A green threading library with true concurrency for Python

jacob019 · on Aug 16, 2013

I don't really get what advantage this gives me beyond using gevent. There's still no parallelism. The readme describes it as "A solution to concurrency," but I already get that using gevent. Is it just to improve communication between green threads?

jerf · on Aug 16, 2013

It appears to add some amount of Python-bytecode level preemption to gevent, which allows you to hopefully avoid some of the pathological cases of cooperative scheduling. Said pathological cases are only a matter of scale... if your program becomes large enough, you will hit them, eventually.

That said, with no offense intended to mirman, I'd really hesitate before using this for anything serious enough to reach that scale in the first place. Gevent, frankly, visibly pushes Python to the limits (and occasionally a bit beyond), trying to also tack on some preemption on an environment not fundamentally expecting it would scare me another notch.

mirman · on Aug 16, 2013

No offense taken - both of these are obviously visibly delicate.

There is a version in the history that used Greenlet instead of gevent which was potentially a bit less delicate, but it required wrapping of the main file and didn't work with time.sleep, and I didn't feel like it was worth writing my own locks, semaphores, mutexes, pipes and whatnot.

hogu · on Aug 16, 2013

what are the pathological cases one runs into with gevent?

jerf · on Aug 16, 2013

With a cooperative scheduler, you will, sooner or later, experience some form of starvation.
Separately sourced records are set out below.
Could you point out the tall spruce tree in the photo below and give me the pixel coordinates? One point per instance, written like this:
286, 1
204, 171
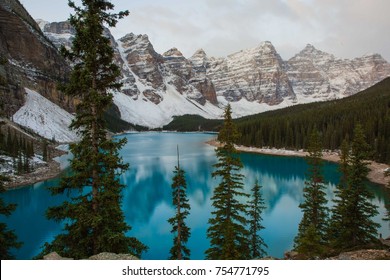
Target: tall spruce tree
8, 239
93, 219
337, 213
256, 208
312, 232
227, 227
387, 205
352, 224
179, 250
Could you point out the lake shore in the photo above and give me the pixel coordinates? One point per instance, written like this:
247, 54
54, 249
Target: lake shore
42, 173
376, 174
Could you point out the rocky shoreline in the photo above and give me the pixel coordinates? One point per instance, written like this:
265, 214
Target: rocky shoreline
376, 174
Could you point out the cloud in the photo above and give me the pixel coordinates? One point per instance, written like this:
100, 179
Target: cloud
342, 27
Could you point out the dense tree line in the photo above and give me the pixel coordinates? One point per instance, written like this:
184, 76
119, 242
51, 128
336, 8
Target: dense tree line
181, 231
348, 225
19, 148
335, 120
93, 219
232, 234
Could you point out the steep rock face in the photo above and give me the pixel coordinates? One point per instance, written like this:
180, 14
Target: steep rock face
255, 74
253, 80
28, 60
187, 79
321, 75
59, 33
199, 77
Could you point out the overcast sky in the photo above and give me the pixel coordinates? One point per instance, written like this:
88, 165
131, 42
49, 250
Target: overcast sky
345, 28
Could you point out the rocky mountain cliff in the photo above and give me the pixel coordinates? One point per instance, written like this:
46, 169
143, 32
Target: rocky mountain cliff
157, 87
253, 80
27, 59
323, 76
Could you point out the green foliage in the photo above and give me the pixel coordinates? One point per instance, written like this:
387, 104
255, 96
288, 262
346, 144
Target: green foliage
8, 239
335, 120
256, 208
227, 226
179, 251
351, 223
311, 239
19, 148
93, 219
193, 123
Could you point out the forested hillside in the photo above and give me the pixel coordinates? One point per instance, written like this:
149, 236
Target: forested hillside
290, 127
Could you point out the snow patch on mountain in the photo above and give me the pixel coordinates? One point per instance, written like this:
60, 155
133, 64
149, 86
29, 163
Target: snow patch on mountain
45, 118
144, 112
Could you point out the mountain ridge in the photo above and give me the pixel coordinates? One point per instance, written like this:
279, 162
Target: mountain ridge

The most obvious is the process that just infinitely loops, but less obvious situations will end up popping up too; calls that you thought were handled by the event loop but turn out to be blocking and add up when you start calling them at scale, strange behavior when you have a set of processes that turn out to yield far less often than you thought and the system starts behaving with much higher latency than it should if you get too many of them, and all kinds of such manifestations. There's also the inability to create things that watch other things; if something does go spinning off into infinity, nothing else gets to run to kill it.
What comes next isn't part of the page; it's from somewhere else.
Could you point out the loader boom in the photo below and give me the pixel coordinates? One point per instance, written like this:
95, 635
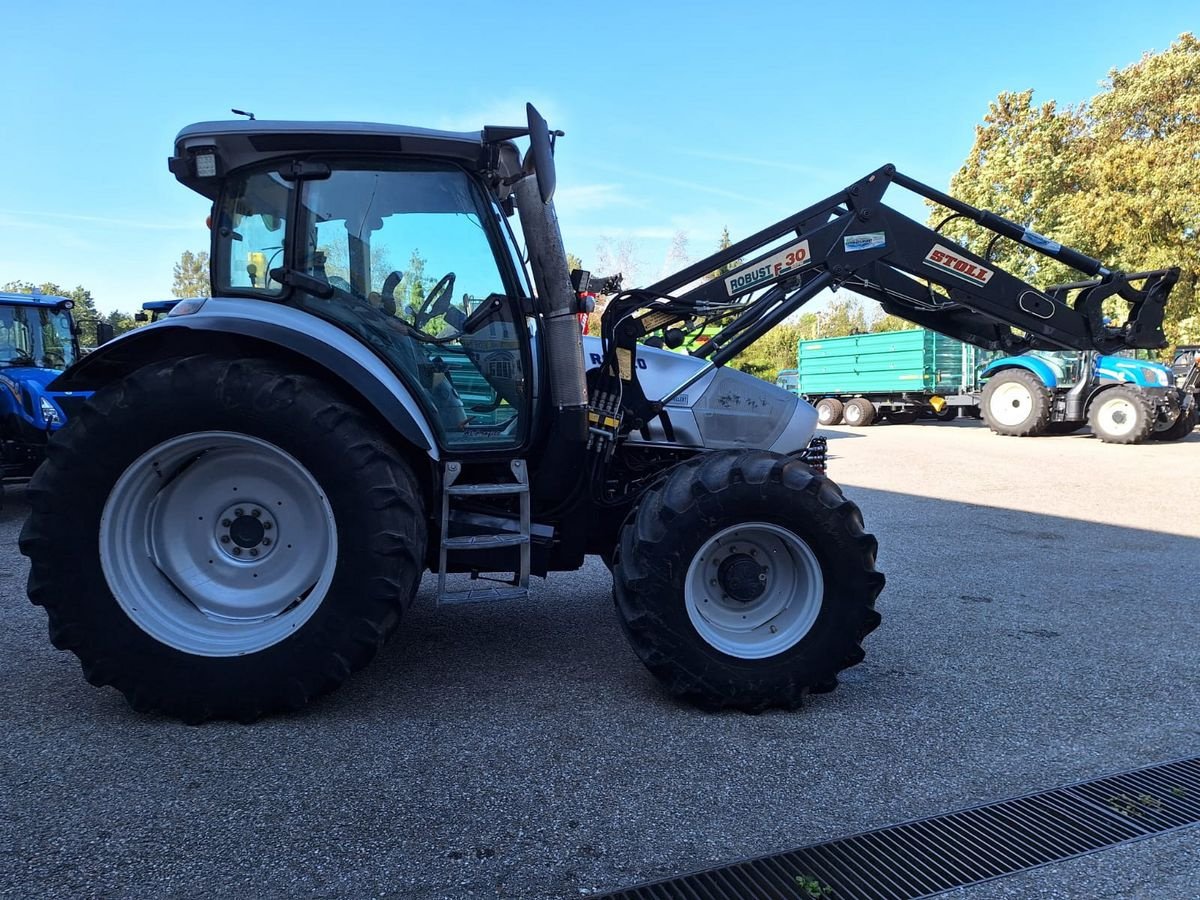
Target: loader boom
855, 240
You can hack around many of them, but you eventually hit a wall, and the effort of the hack increases rapidly.

Note I didn't really use gevent in this reply, this is just about cooperative scheduling. There's a reason why we've all but completely abandoned it at the OS level for things we'd call "computers" (as opposed to "embedded systems" or "microcontrollers", etc). I tend to consider cooperative scheduling an enormous red flag in any system that uses it... and yes, that completely and fully includes the currently-popular runtimes that use it.

anonymoushn · on Aug 16, 2013

It sounds like this sort of problem comes from using a cooperative scheduler to implement concurrency of arbitrary routines rather than control flow. I haven't been in a situation in which it would even be possible for something to yield less often than I expect, because I expect it to run until it yields. Similarly I don't often find that subroutines return too infrequently because I expect them to run until they return.

This library is probably nice for the places I would otherwise use threads.

jerf · on Aug 17, 2013

You will eventually, at scale, be wrong about that. To have full and correct knowledge of exactly how long your code takes to run sufficient to do this sort of scheduling correctly, by hand, in advance of running it, is basically equivalent to claiming that you never need to profile code because you already know exactly how long it takes. And it is well known and established to my satisfaction that even absolute, total experts in a field will still often be surprised about what actually comes out of a profiler, even in code strictly in their domains. You may well be right most of the time... but that is all you can hope for.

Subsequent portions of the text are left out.